Double-Well Colloidal Nanocrystals Featuring Two-Color Photoluminescence

Ratiometric sensing strategy relies on the ratio of the two photoluminescence (PL) signals originating from the same nano-object for detecting the changes in the surrounding media. Recently, such dual-color emission has been demonstrated in semiconductor colloids, where the PL signal from a quantum-confined domain was complemented with the secondary emission from transition metal ions or a bulk-like structure. Here, we report on the development of E dual-color nanocrystal colloids featuring a combination of two quantum-confined emitters within the same nano-object. The reported morphology relies on double-well core/barrier/shell arrangement, where zero-dimensional excitons of the core component (PbS) can coexist with two-dimensional excitons of the shell domain (CdSe). As a result, the core and shell emission bands can be independently tuned across 880-1500 nm and 600-650 nm spectral windows, respectively.
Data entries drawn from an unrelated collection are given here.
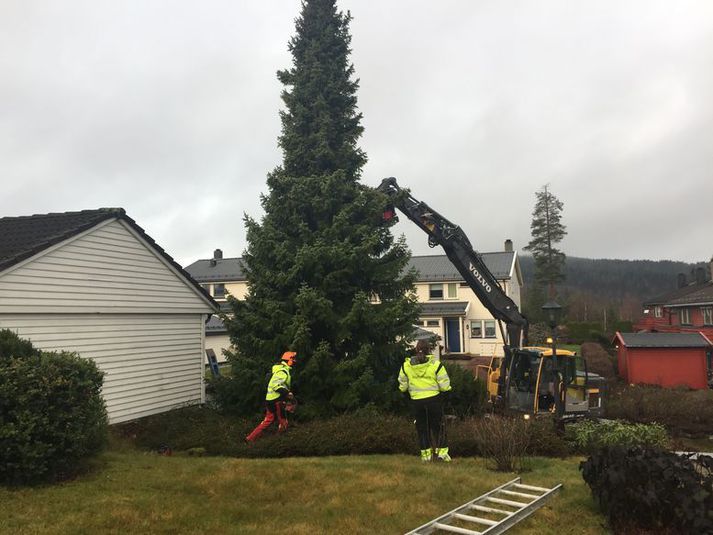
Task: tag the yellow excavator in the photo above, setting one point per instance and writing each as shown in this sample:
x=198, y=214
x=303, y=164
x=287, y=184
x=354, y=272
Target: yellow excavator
x=527, y=380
A CdS potential barrier at the PbS/CdSe interface was designed to suppress the energy and charge diffusion between the two domains allowing both emission bands to exhibit quantum yields over 10%. Fabricated colloids were demonstrated as dual-color probes for sensing the redox environment, where both the energetics and the timing of photoinduced charge transfer to an add-on analyte could be inferred from the ratiometric measurements.